It just won’t stop. Blogger Rod 2.0 points out today that 19-year-old former Howard University student Aiyisha Hassan committed suicide late last week. She appears to be the seventh LGBT teen to make the headlines for committing suicide in the past five weeks.
Reports suggest the former HU student was struggling with her sexuality.
“She was having a lot of trouble with a lot of different things, but mainly her sexual identity and just trying to express that,” says 21-year-old Lauren Morris, a fourth-year student. Morris says she introduced Hassan to Howard’s LGBT student group, and both attended meetings.
There are few details on Aiyisha Hassan’s suicide.
I read this news just as I returned from taping a conversation for NPR’s Tell Me More on the recent torrent of awful news about LGBT youth. We talked about the previously reported suicides, some of which were the result of bullying. We talked about the group of young men in the Bronx who are charged with sadistically torturing two teens and a man the gang believed the teens to have dated. We talked about New York’s GOP gubernatorial candidate Carl Paladino’s hateful rant about “brainwashing” young people to be gay. In each of these ugly stories, one thing struck me most: We are all responsible for standing up and stopping this madness.

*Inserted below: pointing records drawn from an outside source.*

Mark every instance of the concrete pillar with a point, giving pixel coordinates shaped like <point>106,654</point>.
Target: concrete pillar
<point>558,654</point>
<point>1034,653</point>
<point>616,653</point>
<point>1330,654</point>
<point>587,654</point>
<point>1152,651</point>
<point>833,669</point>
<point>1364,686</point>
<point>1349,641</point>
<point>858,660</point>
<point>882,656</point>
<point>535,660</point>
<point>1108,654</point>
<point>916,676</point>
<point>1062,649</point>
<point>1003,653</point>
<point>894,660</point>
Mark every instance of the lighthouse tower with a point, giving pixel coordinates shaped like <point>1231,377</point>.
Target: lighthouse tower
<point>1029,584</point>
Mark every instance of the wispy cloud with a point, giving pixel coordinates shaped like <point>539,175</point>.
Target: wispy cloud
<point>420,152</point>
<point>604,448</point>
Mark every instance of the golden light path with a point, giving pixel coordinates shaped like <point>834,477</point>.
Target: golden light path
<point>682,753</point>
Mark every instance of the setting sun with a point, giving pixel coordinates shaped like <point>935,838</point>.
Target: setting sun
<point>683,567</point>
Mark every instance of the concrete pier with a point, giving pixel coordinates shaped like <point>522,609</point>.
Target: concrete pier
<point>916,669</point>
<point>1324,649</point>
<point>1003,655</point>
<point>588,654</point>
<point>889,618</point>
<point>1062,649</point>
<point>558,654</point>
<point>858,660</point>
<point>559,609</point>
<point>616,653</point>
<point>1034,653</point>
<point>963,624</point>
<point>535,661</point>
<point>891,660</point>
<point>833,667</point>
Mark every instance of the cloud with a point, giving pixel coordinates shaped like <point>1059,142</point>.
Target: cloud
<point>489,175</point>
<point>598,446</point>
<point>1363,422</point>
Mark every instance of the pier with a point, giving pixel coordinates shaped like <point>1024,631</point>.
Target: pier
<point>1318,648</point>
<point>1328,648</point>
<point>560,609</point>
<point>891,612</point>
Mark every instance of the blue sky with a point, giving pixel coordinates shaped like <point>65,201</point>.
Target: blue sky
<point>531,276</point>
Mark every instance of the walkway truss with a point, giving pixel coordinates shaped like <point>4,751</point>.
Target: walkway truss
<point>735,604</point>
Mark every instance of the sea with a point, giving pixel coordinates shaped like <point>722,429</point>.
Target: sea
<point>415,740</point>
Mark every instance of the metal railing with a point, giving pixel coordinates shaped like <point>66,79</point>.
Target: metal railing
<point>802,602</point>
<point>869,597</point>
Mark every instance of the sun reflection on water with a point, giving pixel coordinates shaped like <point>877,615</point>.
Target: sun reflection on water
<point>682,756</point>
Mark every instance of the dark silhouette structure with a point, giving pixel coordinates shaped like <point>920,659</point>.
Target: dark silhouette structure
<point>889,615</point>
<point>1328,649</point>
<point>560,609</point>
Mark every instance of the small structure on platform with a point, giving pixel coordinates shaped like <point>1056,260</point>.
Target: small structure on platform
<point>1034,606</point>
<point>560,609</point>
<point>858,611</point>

How many times did Rutgers student Tyler Clementi hear friends, fellow students, even adults hurl anti-gay slurs like “that’s so gay” and “stop being a fag” without hearing a challenge to them? How often did Aiyisha Hassan hear that she was loved for being a lesbian, not just tolerated? What unspoken shame lurks inside those Bronx boys that would allow them to rape another human being with a plunger? How many grotesque caricatures of manhood were they fed, unchallenged, before they came to believe such behavior is masculine? How often do jerks like Paladino spout off around a dinner table or a water cooler or a locker room without somebody saying, hey, that’s not right?
Justice is a big concept, often far too grand to wrap our individual heads around. And there are many, many difficult things we must do as a society to achieve justice for LGBT youth, particularly in places like the Bronx. But justice is also simple. It’s loving others as you would want to be loved, and the rest follows from there. A society truly built on this principle could not help but be just. And the first step in that direction is that all of us who believe in it must have the courage to stand up and act accordingly.
Howard University’s newspaper, the Hilltop, describes how Aiyisha Hassan’s death became a campus vigil where students began to share their own struggles with isolation, shame and fear. It’s a heartening addendum to this awful string of news:
Melech Thomas, senior communication and culture major, organized the impromptu vigil. He was in front of Douglass Hall around 1 p.m. Wednesday when he saw a young woman crying. He gave her a hug and asked what was wrong. The member of Misses at Meridian Outreach Society, an organization Hassan helped to establish, was crying because she found out about Hassan’s death.
Thomas immediately spread the word through Twitter, asking students to meet at the flagpole for prayer.
“Desperate times call for desperate measures,” he said at the start of the vigil.
Singular acts won’t end homophobia in our communities. But change has to start somewhere. Why not with each of us refusing to accept bigotry in any form, anywhere we see it? You never know what struggling young person may make it one more day because you had the courage to stand up for love.